Similarly, all of these need to be run for running the ITs either individually or as a whole.

Run the following commands from the root of the repo to start all the docker containers that the tests depend on.

docker-compose -f ./sdk-tests/deploy/local-test-kafka.yml up -d
docker-compose -f ./sdk-tests/deploy/local-test-mongo.yml up -d
docker-compose -f ./sdk-tests/deploy/local-test-vault.yml up -d

To stop the containers and services, run the following commands.

docker-compose -f ./sdk-tests/deploy/local-test-kafka.yml down
docker-compose -f ./sdk-tests/deploy/local-test-mongo.yml down
docker-compose -f ./sdk-tests/deploy/local-test-vault.yml down

Run all ITs from command line

From the java-sdk repo root, change to the sdk-tests directory and run the following command.

## with current directory as /java-sdk/sdk-tests/

mvn clean install

The above command runs all the integration tests present in the sdk-tests project.

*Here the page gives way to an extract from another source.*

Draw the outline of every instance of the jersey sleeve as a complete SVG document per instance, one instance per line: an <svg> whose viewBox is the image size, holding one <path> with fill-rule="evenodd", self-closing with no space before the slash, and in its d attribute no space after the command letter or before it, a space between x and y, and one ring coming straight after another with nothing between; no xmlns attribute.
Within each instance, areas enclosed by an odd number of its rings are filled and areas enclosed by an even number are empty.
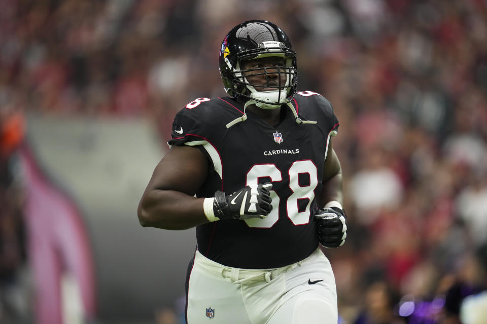
<svg viewBox="0 0 487 324"><path fill-rule="evenodd" d="M323 96L317 96L318 105L323 110L325 116L326 129L328 130L330 136L335 136L338 131L340 122L333 110L331 103Z"/></svg>
<svg viewBox="0 0 487 324"><path fill-rule="evenodd" d="M191 109L183 108L177 114L172 122L171 139L167 142L169 146L182 146L188 143L204 140L201 118Z"/></svg>
<svg viewBox="0 0 487 324"><path fill-rule="evenodd" d="M336 135L340 123L328 99L312 91L298 92L295 99L300 115L306 120L316 122L325 135Z"/></svg>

Run Individual tests from IntelliJ

In IntelliJ, go to File > New > Project from Existing Sources.... Import the sdk-tests project.

Once the project has been imported, the individual tests can be run normally as any Unit Tests, from the IDE itself.

intellij-integration-test.

Sometimes when the sdk-tests project does not build correctly, try File > Invalidate Caches... and try restarting IntelliJ.

You should be able to set breakpoints and Debug the test directly from IntelliJ itself as seen from the above image.